Kathleen Sgamma, President of Western Energy Alliance
: "The judge threw out decades of legal precedent in this ruling. He is directing BLM to take a wild guess at how many wells would be developed on these leases and analyze GHG impacts for wells that will never be developed. He’s also asking BLM to analyze downstream impacts, which is clearly a new requirement not based in the law. This ruling, with its overreaching halt to drilling permits and repudiation of decades of precedent, is ripe for successful appeal. Western Energy Alliance has been an active intervenor defending leasing in the case, and we will continue to do so as this ruling is appealed."

On March 20, U.S. District Court Judge for the District of Columbia, Judge Rudolph Contreras issued a memorandum opinion in the case of WildEarth Guardians v. Zinke.  

The judge’s decision negatively impacts 282 different leases on 303,000 acres of land in Wyoming. The ruling prevents the BLM from issuing applications for permits to drill and authorizing any new drilling on the leases until the BLM satisfies the judge’s onerous and excessive requirements to do more unnecessary environmental analysis not required by law on this massive swath of land.

Furthermore, this Washington D.C. judge is attempting to now require the BLM to blindly estimate the number of wells that could be developed on these leases and to determine greenhouse gas emissions for wells that will never be put into production, defying decades of sound legal opinion to the contrary. 

Oddly, the judge attempted to further justify his misguided expansion of excessive environmental analysis requirements stating, the "BLM may not forgo using the social cost of carbon simply because courts have thus far been reluctant to mandate it…the protocol may one day soon be a necessary component of NEPA analyses."

The Obama Administration’s flawed social cost of carbon is unlawful guidance that sneakily attempts to pave the way for ‘cap and trade’ like mandates. The Obama Administration continuously used social cost of carbon valuation models, which can be easily manipulated, to try and justify new job-killing regulations. The House of Representatives has voted more than a dozen times to block, defund, or oppose the social cost of carbon since 2013.

While the judge’s decision is reckless, they were several important findings in his opinion including: "First, although Plaintiffs have shown that BLM failed to sufficiently analyze the environmental effects of its leasing decisions, they have not shown that the magnitude of those effects is significantly higher than BLM represented.
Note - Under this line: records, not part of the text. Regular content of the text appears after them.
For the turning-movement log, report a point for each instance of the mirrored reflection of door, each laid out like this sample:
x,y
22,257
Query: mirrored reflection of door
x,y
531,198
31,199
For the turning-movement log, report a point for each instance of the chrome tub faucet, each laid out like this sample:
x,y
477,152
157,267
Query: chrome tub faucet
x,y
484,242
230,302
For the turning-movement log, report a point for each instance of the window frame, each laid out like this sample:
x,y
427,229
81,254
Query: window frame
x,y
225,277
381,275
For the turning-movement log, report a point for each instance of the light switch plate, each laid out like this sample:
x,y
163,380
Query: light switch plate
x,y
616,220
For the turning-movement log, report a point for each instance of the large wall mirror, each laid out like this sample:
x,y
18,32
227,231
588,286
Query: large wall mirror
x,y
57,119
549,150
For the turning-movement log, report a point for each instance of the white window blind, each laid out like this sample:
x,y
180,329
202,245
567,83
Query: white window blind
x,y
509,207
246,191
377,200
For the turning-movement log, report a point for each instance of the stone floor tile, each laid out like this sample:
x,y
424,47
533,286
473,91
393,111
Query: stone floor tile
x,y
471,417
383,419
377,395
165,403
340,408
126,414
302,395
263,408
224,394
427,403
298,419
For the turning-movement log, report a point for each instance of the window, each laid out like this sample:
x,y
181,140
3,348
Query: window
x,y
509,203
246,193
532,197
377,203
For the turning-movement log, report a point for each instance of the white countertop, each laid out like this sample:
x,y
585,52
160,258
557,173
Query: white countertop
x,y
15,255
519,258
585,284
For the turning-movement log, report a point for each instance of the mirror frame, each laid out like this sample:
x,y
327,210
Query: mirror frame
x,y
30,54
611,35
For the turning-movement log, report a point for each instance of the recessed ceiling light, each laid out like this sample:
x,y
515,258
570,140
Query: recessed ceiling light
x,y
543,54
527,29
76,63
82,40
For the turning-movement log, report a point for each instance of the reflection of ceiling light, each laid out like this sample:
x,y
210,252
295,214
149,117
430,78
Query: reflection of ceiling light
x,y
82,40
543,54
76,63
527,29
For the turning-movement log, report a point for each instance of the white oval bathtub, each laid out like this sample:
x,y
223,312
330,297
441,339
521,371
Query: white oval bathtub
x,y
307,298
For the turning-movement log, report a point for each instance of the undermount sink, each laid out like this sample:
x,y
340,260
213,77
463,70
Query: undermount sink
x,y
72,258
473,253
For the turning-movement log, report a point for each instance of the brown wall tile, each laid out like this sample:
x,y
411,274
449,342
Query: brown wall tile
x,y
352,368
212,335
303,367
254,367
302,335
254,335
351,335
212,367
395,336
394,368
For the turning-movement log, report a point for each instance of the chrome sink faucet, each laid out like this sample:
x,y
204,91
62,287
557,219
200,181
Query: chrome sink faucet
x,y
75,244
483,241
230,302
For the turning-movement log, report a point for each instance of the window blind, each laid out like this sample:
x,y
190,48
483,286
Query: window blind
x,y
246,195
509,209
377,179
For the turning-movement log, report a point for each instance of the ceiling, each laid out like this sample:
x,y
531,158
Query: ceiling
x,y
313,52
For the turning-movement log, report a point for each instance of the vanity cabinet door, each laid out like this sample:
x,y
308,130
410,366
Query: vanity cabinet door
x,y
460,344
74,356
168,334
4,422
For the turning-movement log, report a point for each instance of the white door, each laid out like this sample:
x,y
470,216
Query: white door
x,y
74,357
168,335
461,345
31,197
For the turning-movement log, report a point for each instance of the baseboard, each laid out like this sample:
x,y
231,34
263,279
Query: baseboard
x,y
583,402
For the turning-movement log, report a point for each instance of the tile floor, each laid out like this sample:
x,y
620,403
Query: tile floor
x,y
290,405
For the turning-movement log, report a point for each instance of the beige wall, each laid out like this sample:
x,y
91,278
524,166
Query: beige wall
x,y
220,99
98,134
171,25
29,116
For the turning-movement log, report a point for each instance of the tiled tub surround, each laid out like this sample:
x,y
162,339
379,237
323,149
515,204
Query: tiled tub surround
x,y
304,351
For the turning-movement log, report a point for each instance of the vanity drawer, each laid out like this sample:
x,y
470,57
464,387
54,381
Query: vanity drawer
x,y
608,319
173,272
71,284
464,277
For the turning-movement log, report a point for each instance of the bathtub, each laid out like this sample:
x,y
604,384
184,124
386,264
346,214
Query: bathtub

Second, Plaintiffs have not identified record evidence suggesting that BLM faced opposition from other government agencies with stakes or ‘special expertise’ in the leasing decisions; And third, although WildEarth and other organizations raised concerns about the climate change methodologies—or lack thereof—employed by BLM, BLM considered Plaintiffs’ suggested methodologies and explained why it did not use them. Those explanations were not flawed…Because BLM 'considered the various methodological challenges raised by the interested parties and addressed their concerns appropriately,' and because Plaintiffs did not otherwise identify serious flaws in BLM’s methods, the Wyoming Lease Sales’ environmental effects were not 'highly controversial.'"

According to the Wyoming State Geological Survey, Wyoming ranks eighth in domestic crude oil production and produced 75.6 million barrels of crude oil in 2017. Wyoming depends on robust energy prosecution for a sizable portion of its annual gross domestic product. According to the Department of the Interior, the extractive industries in Wyoming accounted for 20.3% of gross domestic product in 2016, and jobs in the extractive industries made up 6.9% of statewide employment.